You can’t be a successful data publisher unless you’re selling high quality data. It’s not just because customers want value for their money, it’s because they increasingly depend on third-party data for their own business success, so it's a high-stakes decision.

Even if your product has the slickest interface, the most granular and well-structured data and the best integration tools, there is nothing that matters more than the data itself. That’s why data quality is an integral part of your sales pitch. But quality is so easy to claim, and so hard to prove.

Anyone who has ever sold a data product knows that moment of dread when the prospect asks to check its quality by looking up his or her own information. Yes, it’s a way to test quality, but it’s not a good one. To take a single record, one that the prospective customer happens to know more about than almost anyone else in the world, and project the results against a database with thousands if not millions or records, is inherently imprecise. But what’s a buyer of data to do?  

Clearly, a third-party audit of data products would fill an important need. The major circulation audit agencies have taken a stab at it, but with what I would argue are weak methodologies and a lack of commitment to their offerings. Now there’s a brand-new initiative called the Data Quality Labeling Standards program. It’s being pushed by the Data & Marketing Association (formerly the Direct Marketing Association) and has a vision of providing a report card on different datasets akin to the FDA nutrition label on a food product.

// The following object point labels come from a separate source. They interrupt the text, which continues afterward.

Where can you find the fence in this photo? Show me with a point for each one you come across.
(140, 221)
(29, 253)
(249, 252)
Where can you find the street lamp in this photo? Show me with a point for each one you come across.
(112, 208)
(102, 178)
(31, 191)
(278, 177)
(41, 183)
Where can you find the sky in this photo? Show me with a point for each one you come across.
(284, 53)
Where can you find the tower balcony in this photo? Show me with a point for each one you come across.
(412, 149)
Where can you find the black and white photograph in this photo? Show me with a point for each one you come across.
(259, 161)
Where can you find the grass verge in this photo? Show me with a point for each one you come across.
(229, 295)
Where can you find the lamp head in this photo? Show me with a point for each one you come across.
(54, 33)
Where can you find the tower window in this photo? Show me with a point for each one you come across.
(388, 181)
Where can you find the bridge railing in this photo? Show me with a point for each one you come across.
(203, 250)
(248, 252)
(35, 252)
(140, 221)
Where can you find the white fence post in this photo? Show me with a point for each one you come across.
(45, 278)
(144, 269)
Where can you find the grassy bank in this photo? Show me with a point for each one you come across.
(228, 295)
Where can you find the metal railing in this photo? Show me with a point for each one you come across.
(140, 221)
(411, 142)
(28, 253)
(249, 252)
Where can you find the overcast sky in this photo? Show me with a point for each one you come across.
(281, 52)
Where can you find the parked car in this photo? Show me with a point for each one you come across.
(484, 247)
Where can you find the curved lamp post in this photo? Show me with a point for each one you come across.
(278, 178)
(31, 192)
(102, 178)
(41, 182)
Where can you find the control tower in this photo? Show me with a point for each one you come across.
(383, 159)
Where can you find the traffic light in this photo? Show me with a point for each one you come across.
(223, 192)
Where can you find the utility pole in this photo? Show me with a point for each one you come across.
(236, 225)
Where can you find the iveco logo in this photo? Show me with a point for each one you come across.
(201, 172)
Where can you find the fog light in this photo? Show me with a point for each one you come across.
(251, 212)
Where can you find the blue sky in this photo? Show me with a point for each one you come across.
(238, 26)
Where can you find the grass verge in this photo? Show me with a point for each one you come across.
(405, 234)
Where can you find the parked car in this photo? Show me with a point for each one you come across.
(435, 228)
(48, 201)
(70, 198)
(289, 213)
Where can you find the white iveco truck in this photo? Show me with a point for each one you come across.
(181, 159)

While I wish this venture success, the difficulty of the undertaking can’t be underestimated. It starts with the simple but profound question of “what’s a database?” When you look at the range of data-driven products on the market today, that’s a surprisingly difficult question. The discussion gets even more complicated as you look for consistent and comparable measures across wildly varying datasets. Most complex of all are the inherent value judgments that have to be addressed when you discover a particular dataset has, for example, really good revenue data but mediocre contact data. That’s when it becomes clear that a dataset’s quality is in many cases a function of how the data will be put to use.

It may be the biggest conundrum of the data business: quality is everything, yet quality is difficult to assess. Third-party assessments, much as I like them in concept, may just be too difficult to implement. The best answer remains the simplest: if you believe in the quality of your data, let prospective buyers put it to work on a test basis for a week or a month and let the results speak for themselves.